Sunday, February 27, 2011
Am reading "In a Pit with a Lion on a Snowy Day" by Matt Batterson and found this:
"God is great not just because nothing is too big for Him. God is great because nothing is too small for Him either."
Wednesday, February 16, 2011
At the beginning of the year our Pastor told us we should slow down and learn to just say "No!". In December he had cellulitis in his leg - spent 4 days in the hospital - and was off most of the month. So he learned how important it is to just rest at times.
However, it seems like my life has gotten busier. Well, actually the things I am doing are adding so much to my life!! Monday evenings I am working on #3 of my goals for the year. (Restoring lost relationships). Am meeting my oldest son who had withdrawn from the family - again. This week we met with his Dad to celebrate my son's 49th birthday. (And I thought I was only 49!!) Oh, well. We had such a good time - just reminiscing and sharing stories.
Am walking a little more - slowly adding steps so my weekly average is going up. And, have lost another pound - even tho I have not been tracking my food intake. Actually, just do not have much of an appetite - except when I have gone out for dinner.
Have been spending more time with Jill, my 10 year old granddaughter. Will soon start our Bible study.

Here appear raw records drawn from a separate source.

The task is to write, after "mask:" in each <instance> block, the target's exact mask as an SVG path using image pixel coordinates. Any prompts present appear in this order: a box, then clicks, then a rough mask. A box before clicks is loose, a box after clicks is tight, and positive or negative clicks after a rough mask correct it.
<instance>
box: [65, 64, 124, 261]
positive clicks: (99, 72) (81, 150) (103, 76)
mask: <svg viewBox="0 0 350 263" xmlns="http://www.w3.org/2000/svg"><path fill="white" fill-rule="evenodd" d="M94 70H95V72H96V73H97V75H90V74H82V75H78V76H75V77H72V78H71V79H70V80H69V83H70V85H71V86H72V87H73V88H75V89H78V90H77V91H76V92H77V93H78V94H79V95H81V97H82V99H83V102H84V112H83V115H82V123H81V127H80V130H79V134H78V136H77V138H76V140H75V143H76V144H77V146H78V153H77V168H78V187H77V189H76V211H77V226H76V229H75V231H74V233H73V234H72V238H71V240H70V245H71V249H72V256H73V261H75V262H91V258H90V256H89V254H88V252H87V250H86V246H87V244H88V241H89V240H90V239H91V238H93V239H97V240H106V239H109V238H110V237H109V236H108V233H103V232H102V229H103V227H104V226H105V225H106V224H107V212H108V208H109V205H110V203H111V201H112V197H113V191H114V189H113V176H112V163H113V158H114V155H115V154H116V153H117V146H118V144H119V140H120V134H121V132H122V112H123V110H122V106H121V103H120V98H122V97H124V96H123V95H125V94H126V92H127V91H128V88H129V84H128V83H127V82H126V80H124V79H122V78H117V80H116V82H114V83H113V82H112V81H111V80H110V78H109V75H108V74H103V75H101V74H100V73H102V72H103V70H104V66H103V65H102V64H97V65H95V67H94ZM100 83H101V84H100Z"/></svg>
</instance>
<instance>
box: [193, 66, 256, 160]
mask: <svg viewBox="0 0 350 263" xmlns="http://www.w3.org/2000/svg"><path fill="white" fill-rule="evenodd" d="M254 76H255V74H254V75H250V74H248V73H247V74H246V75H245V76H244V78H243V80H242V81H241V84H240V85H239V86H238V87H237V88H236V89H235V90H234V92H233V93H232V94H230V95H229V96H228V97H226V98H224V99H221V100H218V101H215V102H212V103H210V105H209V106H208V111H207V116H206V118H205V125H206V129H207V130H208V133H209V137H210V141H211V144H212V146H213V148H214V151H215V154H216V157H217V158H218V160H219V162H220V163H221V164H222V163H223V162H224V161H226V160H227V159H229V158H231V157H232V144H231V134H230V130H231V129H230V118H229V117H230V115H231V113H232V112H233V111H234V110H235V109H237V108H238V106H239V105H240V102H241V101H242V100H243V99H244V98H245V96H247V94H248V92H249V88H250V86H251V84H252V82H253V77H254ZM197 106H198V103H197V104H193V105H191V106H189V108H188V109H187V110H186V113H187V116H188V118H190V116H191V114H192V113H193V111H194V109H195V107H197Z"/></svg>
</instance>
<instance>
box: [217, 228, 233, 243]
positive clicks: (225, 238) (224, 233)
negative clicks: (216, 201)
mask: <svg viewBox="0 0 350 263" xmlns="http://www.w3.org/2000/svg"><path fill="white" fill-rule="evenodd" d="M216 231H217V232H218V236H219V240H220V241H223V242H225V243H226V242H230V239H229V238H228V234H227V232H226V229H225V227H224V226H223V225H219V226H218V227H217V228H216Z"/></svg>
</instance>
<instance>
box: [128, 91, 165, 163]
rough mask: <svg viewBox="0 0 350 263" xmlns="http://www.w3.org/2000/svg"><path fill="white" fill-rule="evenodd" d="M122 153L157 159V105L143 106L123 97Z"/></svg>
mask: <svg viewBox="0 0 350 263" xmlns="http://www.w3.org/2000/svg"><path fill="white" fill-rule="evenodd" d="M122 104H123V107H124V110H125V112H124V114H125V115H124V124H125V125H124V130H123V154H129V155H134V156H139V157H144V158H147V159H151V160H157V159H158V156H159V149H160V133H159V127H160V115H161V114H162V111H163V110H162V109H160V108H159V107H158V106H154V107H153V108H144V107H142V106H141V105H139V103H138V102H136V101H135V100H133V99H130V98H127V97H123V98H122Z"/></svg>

Have finished knitting a scarf for my Pastor's wife and have started another for me. Also, am hand-piecing a quilt for my oldest granddaughter who is getting married in March. The quilt however will not be finished before at least Christmas. (They had originally planned to get married in Sept.)
Am still sorting and tossing in my bedroom. Have discarded some books and taken a couple of boxes to the Salvation Army. Feels so good to have my closet cleaned out.
So, I feel like I am right on track. Just want to focus now on losing a couple more pounds this month. Better get with it!!!